I am not sure how this will pan out, since you can already purchase a small fraction of a Bitcoin. But if those tokens happen to be stablecoins exchanged like money, that represents a real game changer in the financial system. Every asset in existence essentially becomes a form of money.
All assets, and all types of assets, can essentially be monetized, creating liquidity and efficiencies in the financial system never seen previously.
So do I want to buy the tokens, or cryptocurrencies such as Bitcoin? I could, and I do, and I expect to make a ton of money on those.
But why would I want to invest in those parties engaged in the financial wars about to unfold, betting on which crypto will win in the financial wars? Wouldn't it make better sense to invest in those who create the weapons in the financial battle, selling those weapons to all sides? Wouldn't it make better sense to invest in those who create the tokenization platforms?
For these reasons, I really like companies such as Circle Internet Group (CRCL), Coinbase (COIN), or even RIOT Platforms (RIOT) based locally near me in Colorado, although RIOT is much smaller. Right now, I see these companies as the leaders in supplying the weapons of an unprecedented financial war.
One thing is for certain. With the blockchain invented just 16 years ago, it is only now beginning to be utilized in ways barely imagined when invented. The products it spawns are NOT going away, and will be integrated into all of our lives.
Just like the first color TV was invented in 1926, it wasn't until the 1950s that television became popular, and not until the 1970s that the color TV became a standard household fixture, and all Japan's electronics manufacturers minted profits like no tomorrow. A 44-year technology adoption cycle.
Similarly, the first modern cell phone was introduced in 1973. Within 10-years by the 1980s, the wealthy all owned one as novelties and for business. By the 1990s, we all started owning them. The technology adoption cycle shrank to less than 20 years.
Technology adoption is even faster today, and other than artificial intelligence, there is no industry as great at changing our monetary lives than those being spawned from the invention of the blockchain.
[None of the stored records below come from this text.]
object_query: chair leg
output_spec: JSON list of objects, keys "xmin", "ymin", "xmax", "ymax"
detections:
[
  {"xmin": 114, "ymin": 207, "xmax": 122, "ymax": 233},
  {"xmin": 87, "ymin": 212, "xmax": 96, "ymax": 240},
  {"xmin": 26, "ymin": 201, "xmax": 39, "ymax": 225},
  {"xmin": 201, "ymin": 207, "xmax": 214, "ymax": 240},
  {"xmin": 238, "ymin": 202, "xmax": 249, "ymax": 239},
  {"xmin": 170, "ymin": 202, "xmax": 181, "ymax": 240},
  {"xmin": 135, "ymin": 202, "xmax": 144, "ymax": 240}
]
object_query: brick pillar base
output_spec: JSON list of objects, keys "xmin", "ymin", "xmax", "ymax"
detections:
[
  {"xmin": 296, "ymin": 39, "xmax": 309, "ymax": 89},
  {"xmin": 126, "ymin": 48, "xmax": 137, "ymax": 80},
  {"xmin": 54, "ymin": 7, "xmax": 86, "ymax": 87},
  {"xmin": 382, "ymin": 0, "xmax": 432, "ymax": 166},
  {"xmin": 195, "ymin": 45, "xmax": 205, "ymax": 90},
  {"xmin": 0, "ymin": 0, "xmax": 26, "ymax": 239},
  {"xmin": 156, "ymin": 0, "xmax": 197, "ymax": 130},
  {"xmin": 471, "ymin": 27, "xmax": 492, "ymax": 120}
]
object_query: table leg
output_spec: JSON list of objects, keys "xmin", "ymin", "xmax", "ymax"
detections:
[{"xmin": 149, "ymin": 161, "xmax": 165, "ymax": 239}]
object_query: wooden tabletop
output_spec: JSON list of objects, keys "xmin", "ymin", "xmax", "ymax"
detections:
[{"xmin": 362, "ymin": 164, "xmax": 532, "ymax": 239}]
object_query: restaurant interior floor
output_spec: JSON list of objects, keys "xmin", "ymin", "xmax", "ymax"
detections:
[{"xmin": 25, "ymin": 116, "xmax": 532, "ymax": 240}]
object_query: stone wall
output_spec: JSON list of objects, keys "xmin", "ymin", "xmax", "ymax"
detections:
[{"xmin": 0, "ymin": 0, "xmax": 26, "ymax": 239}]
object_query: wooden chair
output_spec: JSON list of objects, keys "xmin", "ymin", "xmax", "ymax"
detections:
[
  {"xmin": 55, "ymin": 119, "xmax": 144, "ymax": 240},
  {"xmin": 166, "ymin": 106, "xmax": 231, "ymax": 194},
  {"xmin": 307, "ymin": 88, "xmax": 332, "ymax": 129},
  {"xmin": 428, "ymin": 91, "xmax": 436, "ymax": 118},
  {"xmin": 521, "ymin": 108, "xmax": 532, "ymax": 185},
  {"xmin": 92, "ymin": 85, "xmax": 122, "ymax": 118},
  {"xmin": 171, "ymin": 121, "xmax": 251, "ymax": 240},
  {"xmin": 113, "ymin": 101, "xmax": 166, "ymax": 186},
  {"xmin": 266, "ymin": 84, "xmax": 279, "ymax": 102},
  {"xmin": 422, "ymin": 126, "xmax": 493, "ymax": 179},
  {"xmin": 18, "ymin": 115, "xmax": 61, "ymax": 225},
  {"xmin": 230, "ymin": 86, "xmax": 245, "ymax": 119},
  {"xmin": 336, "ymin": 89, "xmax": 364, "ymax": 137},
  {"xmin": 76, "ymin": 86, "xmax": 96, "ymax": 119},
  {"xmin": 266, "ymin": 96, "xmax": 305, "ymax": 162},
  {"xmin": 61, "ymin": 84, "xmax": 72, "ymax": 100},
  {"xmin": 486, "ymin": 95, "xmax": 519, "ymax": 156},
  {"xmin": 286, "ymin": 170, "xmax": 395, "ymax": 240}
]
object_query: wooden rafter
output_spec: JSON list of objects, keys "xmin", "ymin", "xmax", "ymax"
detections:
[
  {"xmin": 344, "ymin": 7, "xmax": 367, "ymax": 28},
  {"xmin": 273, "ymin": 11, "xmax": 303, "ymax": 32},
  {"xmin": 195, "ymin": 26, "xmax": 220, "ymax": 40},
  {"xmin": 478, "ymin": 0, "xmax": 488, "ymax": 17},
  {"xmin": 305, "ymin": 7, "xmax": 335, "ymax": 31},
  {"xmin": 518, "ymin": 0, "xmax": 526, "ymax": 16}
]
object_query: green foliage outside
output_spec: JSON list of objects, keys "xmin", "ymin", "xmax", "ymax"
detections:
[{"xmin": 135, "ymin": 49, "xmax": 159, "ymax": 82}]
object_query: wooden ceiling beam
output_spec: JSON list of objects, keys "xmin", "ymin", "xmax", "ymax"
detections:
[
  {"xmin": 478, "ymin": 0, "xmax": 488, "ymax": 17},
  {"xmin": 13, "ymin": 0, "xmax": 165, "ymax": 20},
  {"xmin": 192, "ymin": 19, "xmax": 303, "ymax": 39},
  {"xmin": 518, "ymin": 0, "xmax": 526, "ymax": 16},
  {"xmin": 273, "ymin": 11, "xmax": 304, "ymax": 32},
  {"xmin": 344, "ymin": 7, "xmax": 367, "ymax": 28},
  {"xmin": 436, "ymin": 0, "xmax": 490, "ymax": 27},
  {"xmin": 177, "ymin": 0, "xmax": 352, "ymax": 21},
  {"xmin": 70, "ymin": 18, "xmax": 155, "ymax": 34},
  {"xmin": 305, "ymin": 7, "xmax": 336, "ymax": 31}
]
We are at the point in the blockchain technology adoption cycle where the greatest profits are generated with the least risk.
One word of caution should you invest in stocks like those I mention above. While I believe they will rise dramatically over time, they will also be HIGHLY volatile. At the end of the day, they are still high tech growth companies in various startup phases.
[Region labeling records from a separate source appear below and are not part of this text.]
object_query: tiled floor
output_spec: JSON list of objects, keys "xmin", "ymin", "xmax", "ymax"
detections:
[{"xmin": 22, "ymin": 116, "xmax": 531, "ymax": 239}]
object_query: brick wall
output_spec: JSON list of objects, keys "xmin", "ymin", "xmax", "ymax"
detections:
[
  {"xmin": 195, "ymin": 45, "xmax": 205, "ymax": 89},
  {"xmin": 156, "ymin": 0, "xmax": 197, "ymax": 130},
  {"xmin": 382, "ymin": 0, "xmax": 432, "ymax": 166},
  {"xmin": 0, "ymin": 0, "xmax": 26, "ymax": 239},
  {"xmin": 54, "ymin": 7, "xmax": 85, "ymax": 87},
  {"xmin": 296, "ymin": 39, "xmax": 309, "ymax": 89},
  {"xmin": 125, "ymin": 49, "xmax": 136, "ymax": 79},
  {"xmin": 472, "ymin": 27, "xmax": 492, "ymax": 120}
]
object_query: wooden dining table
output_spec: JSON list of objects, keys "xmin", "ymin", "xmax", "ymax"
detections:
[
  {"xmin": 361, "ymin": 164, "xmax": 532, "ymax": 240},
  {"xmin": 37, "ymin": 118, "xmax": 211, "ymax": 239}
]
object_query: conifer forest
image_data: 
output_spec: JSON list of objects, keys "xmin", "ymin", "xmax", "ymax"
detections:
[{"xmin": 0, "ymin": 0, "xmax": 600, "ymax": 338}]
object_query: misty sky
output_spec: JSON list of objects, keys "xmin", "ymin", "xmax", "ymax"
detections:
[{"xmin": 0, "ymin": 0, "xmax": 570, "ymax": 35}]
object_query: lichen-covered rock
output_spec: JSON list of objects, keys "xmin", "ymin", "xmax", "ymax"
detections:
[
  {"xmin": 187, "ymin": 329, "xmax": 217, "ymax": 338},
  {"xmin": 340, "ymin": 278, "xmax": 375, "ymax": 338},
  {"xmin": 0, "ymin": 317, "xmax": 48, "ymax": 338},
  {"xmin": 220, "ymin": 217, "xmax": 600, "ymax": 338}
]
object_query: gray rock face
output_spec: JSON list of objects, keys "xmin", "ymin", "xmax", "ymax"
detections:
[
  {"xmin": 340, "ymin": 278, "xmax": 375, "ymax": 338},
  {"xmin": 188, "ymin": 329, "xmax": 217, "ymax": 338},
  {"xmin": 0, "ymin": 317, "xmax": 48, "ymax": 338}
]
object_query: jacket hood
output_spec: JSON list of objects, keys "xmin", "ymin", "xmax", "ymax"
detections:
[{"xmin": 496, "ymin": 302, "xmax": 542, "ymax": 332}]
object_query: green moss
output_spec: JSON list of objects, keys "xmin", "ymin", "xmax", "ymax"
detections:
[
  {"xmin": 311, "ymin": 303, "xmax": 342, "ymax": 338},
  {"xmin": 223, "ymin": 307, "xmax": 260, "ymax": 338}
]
In Amazon's early days, AMZN lost 99% of its value in the tech bubble crash. But then rose well over 2000x over the following decade.
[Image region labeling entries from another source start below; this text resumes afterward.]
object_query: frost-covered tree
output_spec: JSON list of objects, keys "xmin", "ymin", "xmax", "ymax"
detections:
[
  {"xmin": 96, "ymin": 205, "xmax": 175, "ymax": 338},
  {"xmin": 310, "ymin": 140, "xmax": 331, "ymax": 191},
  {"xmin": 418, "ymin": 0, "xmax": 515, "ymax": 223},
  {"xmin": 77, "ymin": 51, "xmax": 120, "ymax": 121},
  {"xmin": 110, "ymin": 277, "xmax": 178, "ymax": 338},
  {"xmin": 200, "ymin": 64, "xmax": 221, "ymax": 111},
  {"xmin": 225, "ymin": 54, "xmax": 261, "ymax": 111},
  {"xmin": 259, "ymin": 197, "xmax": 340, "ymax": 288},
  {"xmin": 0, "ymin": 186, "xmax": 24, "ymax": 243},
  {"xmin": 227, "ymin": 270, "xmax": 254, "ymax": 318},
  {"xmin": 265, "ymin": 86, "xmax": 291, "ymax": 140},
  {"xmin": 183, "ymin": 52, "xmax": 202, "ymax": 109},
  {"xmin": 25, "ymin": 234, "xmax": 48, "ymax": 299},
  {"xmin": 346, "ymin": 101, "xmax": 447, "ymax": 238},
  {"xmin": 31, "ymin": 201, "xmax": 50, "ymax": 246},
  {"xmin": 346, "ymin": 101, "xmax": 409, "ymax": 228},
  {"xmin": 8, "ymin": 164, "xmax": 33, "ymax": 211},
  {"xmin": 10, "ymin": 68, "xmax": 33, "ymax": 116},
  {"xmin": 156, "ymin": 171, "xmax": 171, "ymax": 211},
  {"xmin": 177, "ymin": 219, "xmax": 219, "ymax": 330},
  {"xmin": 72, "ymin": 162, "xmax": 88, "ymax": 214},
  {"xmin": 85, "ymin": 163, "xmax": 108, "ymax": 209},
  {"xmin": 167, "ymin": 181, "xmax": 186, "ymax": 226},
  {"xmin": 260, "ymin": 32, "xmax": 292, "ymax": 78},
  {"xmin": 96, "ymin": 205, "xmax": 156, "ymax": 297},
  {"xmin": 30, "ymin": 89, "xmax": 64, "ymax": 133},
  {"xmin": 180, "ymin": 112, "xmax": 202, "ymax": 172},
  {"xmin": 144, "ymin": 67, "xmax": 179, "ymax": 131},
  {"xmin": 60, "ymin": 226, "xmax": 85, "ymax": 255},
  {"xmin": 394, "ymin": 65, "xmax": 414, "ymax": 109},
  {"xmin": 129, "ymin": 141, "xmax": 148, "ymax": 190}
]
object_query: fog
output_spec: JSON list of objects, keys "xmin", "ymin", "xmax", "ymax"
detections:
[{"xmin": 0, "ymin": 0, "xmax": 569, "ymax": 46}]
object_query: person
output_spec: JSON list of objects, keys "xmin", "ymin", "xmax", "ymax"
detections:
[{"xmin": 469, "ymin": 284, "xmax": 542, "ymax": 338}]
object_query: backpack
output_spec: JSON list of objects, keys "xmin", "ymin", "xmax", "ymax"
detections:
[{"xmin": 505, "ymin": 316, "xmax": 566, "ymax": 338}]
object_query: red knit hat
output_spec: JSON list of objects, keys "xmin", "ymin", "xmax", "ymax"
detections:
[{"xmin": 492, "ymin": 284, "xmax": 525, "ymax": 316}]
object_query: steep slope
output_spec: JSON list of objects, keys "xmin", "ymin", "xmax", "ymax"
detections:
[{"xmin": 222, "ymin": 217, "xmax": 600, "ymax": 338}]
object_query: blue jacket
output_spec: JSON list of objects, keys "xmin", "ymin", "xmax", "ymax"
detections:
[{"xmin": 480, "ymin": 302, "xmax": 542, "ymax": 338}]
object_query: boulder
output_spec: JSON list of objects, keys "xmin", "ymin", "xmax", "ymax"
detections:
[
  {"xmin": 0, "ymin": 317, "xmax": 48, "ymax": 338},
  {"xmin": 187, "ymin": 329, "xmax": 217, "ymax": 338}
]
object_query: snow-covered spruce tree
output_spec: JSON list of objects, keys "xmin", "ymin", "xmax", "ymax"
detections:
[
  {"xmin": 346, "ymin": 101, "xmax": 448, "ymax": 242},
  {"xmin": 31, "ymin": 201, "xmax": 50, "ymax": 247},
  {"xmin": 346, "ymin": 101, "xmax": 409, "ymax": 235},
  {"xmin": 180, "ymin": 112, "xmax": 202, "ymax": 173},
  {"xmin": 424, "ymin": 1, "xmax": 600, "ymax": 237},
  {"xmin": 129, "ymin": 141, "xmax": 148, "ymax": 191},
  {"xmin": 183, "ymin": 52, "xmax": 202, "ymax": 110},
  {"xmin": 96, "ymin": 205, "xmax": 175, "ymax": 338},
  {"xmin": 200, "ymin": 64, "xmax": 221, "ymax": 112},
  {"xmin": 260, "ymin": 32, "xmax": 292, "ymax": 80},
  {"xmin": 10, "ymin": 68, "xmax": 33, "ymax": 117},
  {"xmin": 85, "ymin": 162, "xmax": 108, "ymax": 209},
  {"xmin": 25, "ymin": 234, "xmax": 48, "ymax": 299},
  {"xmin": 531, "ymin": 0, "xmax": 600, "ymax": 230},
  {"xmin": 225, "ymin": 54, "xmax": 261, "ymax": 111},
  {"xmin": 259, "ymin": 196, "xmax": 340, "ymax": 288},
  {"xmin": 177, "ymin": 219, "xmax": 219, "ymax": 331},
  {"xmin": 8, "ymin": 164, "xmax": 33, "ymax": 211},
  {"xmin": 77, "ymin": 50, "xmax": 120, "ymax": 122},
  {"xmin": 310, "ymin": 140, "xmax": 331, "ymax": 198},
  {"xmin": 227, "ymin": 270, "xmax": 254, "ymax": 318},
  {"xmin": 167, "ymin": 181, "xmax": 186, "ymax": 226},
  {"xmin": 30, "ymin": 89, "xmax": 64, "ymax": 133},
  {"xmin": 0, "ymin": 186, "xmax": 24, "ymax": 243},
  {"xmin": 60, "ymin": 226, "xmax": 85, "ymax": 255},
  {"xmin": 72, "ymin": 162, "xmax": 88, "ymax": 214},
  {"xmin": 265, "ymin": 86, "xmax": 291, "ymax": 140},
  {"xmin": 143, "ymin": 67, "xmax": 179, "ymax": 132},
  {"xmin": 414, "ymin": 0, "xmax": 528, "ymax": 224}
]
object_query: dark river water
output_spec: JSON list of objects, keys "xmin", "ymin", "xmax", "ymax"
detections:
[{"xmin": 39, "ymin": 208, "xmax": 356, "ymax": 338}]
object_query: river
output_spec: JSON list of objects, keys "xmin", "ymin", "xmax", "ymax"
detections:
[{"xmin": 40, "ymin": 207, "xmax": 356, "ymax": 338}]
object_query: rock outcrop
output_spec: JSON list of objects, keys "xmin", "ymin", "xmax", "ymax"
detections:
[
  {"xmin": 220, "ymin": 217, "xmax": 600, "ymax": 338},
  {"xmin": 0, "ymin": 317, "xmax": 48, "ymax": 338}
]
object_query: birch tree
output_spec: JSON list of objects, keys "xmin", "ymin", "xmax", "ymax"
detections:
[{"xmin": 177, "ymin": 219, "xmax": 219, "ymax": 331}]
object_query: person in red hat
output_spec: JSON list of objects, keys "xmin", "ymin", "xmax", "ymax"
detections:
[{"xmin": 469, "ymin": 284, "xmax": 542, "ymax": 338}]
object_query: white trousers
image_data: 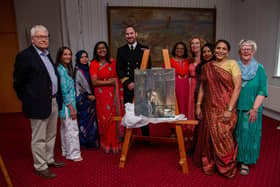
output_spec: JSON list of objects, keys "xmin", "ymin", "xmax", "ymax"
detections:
[
  {"xmin": 30, "ymin": 98, "xmax": 58, "ymax": 171},
  {"xmin": 60, "ymin": 107, "xmax": 81, "ymax": 160}
]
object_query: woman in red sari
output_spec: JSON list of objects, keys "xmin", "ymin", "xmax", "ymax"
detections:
[
  {"xmin": 170, "ymin": 42, "xmax": 189, "ymax": 136},
  {"xmin": 90, "ymin": 41, "xmax": 123, "ymax": 153},
  {"xmin": 170, "ymin": 42, "xmax": 189, "ymax": 117},
  {"xmin": 194, "ymin": 40, "xmax": 241, "ymax": 178}
]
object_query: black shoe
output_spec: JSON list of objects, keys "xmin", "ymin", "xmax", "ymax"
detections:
[
  {"xmin": 48, "ymin": 161, "xmax": 65, "ymax": 168},
  {"xmin": 35, "ymin": 169, "xmax": 56, "ymax": 179}
]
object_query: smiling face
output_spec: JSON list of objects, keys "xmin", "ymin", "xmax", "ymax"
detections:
[
  {"xmin": 31, "ymin": 29, "xmax": 49, "ymax": 51},
  {"xmin": 202, "ymin": 46, "xmax": 213, "ymax": 62},
  {"xmin": 61, "ymin": 49, "xmax": 72, "ymax": 65},
  {"xmin": 239, "ymin": 44, "xmax": 254, "ymax": 63},
  {"xmin": 215, "ymin": 42, "xmax": 229, "ymax": 62},
  {"xmin": 125, "ymin": 27, "xmax": 138, "ymax": 44},
  {"xmin": 191, "ymin": 38, "xmax": 200, "ymax": 54},
  {"xmin": 80, "ymin": 53, "xmax": 88, "ymax": 64},
  {"xmin": 97, "ymin": 43, "xmax": 107, "ymax": 58},
  {"xmin": 175, "ymin": 44, "xmax": 185, "ymax": 58}
]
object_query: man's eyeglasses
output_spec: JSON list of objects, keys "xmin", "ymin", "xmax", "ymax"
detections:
[{"xmin": 33, "ymin": 35, "xmax": 50, "ymax": 40}]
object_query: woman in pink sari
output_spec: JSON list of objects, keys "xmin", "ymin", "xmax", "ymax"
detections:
[
  {"xmin": 90, "ymin": 41, "xmax": 123, "ymax": 153},
  {"xmin": 184, "ymin": 36, "xmax": 204, "ymax": 150},
  {"xmin": 188, "ymin": 37, "xmax": 204, "ymax": 120},
  {"xmin": 194, "ymin": 40, "xmax": 241, "ymax": 178}
]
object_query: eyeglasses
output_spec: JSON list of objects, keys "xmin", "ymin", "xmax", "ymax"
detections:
[
  {"xmin": 176, "ymin": 47, "xmax": 185, "ymax": 50},
  {"xmin": 241, "ymin": 48, "xmax": 252, "ymax": 52},
  {"xmin": 33, "ymin": 35, "xmax": 50, "ymax": 40}
]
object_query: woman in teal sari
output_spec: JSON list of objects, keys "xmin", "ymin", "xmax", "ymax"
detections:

It is not something to place your entire net worth in all at once, unless you are looking for thrills gambling in the short term. However, the larger blockchain stocks can be accumulated gradually with a portion of investable cash over time, but you should expect high volatility one day to the next. In the end, many smaller startups will fold, or be merged into the larger ones, so investing in the smallest may still be much more of a gamble.